Apprenticeship-Inspired Elegance: Synergistic Knowledge Distillation Empowers Spiking Neural Networks for Efficient Single-Eye Emotion Recognition
Yang Wang, Haiyang Mei, Qirui Bao, Ziqi Wei, Mike Zheng Shou, Haizhou Li, Bo Dong, Xin Yang
TL;DR
The paper tackles real-time single-eye emotion recognition in VR/AR settings, where full-face cues are often unavailable and expensive event cameras hinder practicality.

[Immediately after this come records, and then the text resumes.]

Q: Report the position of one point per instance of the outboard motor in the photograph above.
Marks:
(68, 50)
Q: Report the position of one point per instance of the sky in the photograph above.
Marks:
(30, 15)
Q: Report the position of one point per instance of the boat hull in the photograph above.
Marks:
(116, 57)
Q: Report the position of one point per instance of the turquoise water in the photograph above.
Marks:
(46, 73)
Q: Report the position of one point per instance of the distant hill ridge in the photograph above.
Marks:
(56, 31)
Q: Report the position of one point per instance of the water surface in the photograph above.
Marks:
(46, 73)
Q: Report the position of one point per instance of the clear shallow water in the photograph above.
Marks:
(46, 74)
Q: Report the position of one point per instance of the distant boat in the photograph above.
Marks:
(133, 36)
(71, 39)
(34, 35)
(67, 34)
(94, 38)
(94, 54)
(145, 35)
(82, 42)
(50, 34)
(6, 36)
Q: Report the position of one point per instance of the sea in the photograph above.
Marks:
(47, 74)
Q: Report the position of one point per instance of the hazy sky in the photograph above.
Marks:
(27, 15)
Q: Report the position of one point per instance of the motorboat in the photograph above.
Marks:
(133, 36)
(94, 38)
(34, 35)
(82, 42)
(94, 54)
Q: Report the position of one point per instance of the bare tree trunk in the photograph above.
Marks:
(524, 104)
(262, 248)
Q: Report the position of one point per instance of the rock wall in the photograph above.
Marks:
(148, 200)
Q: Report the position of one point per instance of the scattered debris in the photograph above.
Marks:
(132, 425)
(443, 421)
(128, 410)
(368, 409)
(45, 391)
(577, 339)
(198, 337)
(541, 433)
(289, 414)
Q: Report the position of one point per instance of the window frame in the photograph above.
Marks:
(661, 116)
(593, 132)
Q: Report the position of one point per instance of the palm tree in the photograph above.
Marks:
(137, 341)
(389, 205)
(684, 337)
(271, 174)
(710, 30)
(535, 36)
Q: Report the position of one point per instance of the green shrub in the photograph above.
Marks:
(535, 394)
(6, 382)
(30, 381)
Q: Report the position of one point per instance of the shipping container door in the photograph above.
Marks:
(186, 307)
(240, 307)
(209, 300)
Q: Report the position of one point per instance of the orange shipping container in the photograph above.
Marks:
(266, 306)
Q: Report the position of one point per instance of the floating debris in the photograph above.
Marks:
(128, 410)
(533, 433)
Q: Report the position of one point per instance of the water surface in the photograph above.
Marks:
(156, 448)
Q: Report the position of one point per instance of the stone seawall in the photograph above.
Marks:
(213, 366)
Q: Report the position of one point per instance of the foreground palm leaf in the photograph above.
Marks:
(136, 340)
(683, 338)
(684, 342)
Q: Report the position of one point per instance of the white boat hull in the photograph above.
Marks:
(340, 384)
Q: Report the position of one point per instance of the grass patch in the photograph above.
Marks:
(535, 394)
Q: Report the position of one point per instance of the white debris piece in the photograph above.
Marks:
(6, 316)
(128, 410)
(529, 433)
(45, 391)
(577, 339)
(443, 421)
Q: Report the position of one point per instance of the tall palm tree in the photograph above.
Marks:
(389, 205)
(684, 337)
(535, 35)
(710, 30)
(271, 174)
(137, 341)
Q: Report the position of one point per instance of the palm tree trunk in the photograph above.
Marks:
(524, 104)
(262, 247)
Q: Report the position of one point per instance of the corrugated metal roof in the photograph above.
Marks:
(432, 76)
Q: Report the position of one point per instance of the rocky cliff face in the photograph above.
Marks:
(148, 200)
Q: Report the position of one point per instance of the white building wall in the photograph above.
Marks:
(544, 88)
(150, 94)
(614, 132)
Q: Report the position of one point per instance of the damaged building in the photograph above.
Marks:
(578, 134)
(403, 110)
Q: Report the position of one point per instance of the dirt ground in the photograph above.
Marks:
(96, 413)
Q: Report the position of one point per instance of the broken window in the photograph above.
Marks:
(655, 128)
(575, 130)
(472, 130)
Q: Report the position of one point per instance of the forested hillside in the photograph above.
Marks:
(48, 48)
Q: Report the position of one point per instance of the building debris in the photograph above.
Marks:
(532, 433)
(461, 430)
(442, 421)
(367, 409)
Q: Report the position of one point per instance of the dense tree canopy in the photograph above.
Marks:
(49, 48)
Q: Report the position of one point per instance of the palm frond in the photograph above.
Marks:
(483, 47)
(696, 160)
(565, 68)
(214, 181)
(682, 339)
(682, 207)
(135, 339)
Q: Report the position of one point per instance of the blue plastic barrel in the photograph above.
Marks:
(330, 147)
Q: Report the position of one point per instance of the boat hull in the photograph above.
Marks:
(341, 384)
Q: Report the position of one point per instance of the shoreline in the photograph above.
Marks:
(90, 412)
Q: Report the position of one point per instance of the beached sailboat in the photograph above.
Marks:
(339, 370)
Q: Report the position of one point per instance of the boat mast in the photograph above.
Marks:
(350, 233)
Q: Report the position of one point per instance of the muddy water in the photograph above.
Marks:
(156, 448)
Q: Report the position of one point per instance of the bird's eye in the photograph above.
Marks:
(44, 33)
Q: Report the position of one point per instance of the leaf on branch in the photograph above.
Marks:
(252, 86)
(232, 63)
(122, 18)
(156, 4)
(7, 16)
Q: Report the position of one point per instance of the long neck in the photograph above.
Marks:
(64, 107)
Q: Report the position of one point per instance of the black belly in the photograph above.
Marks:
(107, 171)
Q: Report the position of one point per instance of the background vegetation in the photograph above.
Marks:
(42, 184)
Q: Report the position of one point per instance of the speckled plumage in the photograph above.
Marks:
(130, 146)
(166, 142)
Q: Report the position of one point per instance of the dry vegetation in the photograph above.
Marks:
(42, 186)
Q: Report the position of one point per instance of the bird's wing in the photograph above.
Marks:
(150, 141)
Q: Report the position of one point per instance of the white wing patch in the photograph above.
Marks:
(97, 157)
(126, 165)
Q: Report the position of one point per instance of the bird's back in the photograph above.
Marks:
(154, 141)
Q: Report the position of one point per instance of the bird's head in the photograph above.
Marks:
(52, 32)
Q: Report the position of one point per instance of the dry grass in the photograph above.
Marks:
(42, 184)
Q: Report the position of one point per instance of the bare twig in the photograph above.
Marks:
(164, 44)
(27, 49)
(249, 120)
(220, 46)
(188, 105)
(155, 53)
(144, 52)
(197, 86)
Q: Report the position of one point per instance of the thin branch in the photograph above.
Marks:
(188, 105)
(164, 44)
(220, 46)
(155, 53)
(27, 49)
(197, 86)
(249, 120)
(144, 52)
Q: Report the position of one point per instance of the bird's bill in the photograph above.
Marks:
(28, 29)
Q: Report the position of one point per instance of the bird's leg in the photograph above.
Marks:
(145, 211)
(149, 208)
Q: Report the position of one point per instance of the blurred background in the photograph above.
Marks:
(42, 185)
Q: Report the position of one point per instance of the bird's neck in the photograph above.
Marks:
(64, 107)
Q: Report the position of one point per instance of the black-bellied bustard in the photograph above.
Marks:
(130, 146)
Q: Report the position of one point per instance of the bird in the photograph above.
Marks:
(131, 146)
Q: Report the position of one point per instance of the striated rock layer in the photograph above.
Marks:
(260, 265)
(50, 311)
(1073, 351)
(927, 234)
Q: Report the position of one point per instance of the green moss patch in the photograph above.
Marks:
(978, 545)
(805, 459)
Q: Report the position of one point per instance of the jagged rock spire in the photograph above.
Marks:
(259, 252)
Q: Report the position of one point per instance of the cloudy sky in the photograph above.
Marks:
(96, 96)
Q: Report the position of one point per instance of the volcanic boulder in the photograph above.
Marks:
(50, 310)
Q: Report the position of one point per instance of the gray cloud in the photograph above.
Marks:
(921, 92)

It introduces a novel apprenticeship-inspired multimodality synergistic knowledge distillation (MSKD) framework that trains a multimodal ANN-SNN-hybrid teacher on event and frame data and distills its knowledge into a lightweight frame-based SNN student, using two novel losses: Hit Consistency Knowledge Distillation and Temporal Consistency Knowledge Distillation, guided by a total objective $L_{total} = (1 - \alpha) \mathcal{L}_{Cls} + \alpha \mathcal{L}_{HCKD} + \alpha \mathcal{L}_{TCKD}$. The approach is validated on SEE and a newly created DSEE dataset, achieving state-of-the-art or near-state-of-the-art accuracy while significantly improving efficiency and reducing reliance on expensive event cameras. The work also contributes a scalable single-eye emotion benchmark (DSEE) and demonstrates strong practical impact for energy-efficient, real-time emotion recognition on wearable devices in VR/AR.
Abstract
We introduce a novel multimodality synergistic knowledge distillation scheme tailored for efficient single-eye motion recognition tasks. This method allows a lightweight, unimodal student spiking neural network (SNN) to extract rich knowledge from an event-frame multimodal teacher network. The core strength of this approach is its ability to utilize the ample, coarser temporal cues found in conventional frames for effective emotion recognition. Consequently, our method adeptly interprets both temporal and spatial information from the conventional frame domain, eliminating the need for specialized sensing devices, e.g., event-based camera. The effectiveness of our approach is thoroughly demonstrated using both existing and our compiled single-eye emotion recognition datasets, achieving unparalleled performance in accuracy and efficiency over existing state-of-the-art methods.